Spinocerebellar ataxia 6 (SCA6) is caused by expansion of a polyglutamine stretch, encoded by a CAG trinucleotide repeat, in the human P/Q-type Ca(2+) channel alpha(1A) subunit. Although SCA6 shares common features with other neurodegenerative glutamine repeat disorders, the polyglutamine repeats in SCA6 are exceptionally small, ranging from 21 to 33. Because this size is too small to form insoluble aggregates that have been blamed for the cause of neurodegeneration, SCA6 is the disorder suitable for exploring the pathogenic mechanisms other than aggregate formation, whose universal role has been questioned.
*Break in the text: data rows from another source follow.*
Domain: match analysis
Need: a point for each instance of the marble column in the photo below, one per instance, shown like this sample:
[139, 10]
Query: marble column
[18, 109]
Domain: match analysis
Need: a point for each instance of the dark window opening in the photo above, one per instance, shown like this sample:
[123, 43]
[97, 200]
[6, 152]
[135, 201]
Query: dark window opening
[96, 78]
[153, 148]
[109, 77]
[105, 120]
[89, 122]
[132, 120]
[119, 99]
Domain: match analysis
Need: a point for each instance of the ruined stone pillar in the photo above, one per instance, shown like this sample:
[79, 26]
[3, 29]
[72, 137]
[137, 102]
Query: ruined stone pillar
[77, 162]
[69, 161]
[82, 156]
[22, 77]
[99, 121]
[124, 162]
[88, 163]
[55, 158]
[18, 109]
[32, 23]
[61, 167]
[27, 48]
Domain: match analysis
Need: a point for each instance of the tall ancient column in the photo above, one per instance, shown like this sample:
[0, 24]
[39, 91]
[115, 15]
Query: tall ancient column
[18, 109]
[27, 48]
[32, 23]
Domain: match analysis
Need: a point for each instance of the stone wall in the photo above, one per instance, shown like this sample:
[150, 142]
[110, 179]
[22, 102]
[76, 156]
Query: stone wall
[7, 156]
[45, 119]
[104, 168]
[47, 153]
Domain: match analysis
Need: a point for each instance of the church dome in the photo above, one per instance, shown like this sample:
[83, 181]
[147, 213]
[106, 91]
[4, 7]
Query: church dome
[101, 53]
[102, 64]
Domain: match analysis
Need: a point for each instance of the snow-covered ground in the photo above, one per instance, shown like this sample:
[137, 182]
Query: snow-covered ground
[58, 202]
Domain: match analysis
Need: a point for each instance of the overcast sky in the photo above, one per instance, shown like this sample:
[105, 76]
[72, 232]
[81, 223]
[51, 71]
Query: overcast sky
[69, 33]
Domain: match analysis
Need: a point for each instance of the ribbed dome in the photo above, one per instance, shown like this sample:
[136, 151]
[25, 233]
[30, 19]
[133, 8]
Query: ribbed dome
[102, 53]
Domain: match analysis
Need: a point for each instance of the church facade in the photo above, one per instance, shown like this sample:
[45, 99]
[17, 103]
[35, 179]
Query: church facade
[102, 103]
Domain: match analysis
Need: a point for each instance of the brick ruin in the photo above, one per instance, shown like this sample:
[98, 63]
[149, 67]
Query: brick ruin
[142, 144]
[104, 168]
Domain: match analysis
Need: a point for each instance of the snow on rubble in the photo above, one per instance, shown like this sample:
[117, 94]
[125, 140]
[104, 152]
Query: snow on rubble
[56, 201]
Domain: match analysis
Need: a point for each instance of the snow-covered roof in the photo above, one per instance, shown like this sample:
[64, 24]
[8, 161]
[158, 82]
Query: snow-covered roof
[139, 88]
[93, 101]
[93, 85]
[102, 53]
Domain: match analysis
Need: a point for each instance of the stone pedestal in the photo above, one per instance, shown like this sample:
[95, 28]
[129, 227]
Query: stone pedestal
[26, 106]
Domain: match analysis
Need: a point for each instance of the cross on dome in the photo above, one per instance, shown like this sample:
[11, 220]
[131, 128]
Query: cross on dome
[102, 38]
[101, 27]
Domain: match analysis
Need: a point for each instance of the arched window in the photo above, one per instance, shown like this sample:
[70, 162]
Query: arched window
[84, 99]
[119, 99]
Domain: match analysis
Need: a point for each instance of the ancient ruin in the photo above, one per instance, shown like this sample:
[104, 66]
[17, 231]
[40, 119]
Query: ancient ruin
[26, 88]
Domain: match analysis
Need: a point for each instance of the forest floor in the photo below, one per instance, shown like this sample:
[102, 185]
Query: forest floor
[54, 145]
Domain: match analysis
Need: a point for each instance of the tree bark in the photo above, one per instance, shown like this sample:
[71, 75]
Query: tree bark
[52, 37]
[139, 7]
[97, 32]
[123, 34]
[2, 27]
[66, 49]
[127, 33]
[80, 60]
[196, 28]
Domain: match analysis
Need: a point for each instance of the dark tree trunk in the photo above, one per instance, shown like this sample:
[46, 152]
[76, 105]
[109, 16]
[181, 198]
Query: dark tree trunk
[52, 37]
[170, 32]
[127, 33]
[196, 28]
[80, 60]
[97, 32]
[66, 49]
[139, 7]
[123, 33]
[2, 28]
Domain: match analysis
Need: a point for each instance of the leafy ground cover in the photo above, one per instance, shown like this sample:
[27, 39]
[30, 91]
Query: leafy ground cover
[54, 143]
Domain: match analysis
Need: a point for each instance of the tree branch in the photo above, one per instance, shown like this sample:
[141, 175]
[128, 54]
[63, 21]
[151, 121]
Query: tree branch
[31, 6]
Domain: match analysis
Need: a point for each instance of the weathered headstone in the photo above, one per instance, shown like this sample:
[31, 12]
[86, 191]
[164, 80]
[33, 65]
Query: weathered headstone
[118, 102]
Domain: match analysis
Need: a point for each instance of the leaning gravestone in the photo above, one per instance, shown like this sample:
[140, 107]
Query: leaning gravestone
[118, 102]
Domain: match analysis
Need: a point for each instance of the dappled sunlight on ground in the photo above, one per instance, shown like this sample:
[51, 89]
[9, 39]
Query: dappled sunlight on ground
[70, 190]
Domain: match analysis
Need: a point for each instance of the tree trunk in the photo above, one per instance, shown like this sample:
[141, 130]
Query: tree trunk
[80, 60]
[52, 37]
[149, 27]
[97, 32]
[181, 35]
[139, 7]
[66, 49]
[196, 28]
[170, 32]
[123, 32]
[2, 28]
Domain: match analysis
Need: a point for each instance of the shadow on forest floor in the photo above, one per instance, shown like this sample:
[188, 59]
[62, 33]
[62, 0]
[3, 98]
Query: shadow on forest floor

To characterize the pathogenic process of SCA6, we studied the effects of polyglutamine expansion on channel properties by analyzing currents flowing through the P/Q-type Ca(2+) channels with an expanded stretch of 24, 30, or 40 polyglutamines, recombinantly expressed in baby hamster kidney cells. Whereas the Ca(2+) channels with </=24 polyglutamines showed normal properties, the Ca(2+) channels with 30 or 40 polyglutamines exhibited an 8 mV hyperpolarizing shift in the voltage dependence of inactivation, which considerably reduces the available channel population at a resting membrane potential. The results suggest that polyglutamine expansion in SCA6 leads to neuronal death and cerebellar atrophy through reduction in Ca(2+) influx into Purkinje cells and other neurons. Besides the widely accepted notion that polyglutamine stretches exert toxic effects by forming aggregates, expanded polyglutamines directly alter functions of the affected gene product.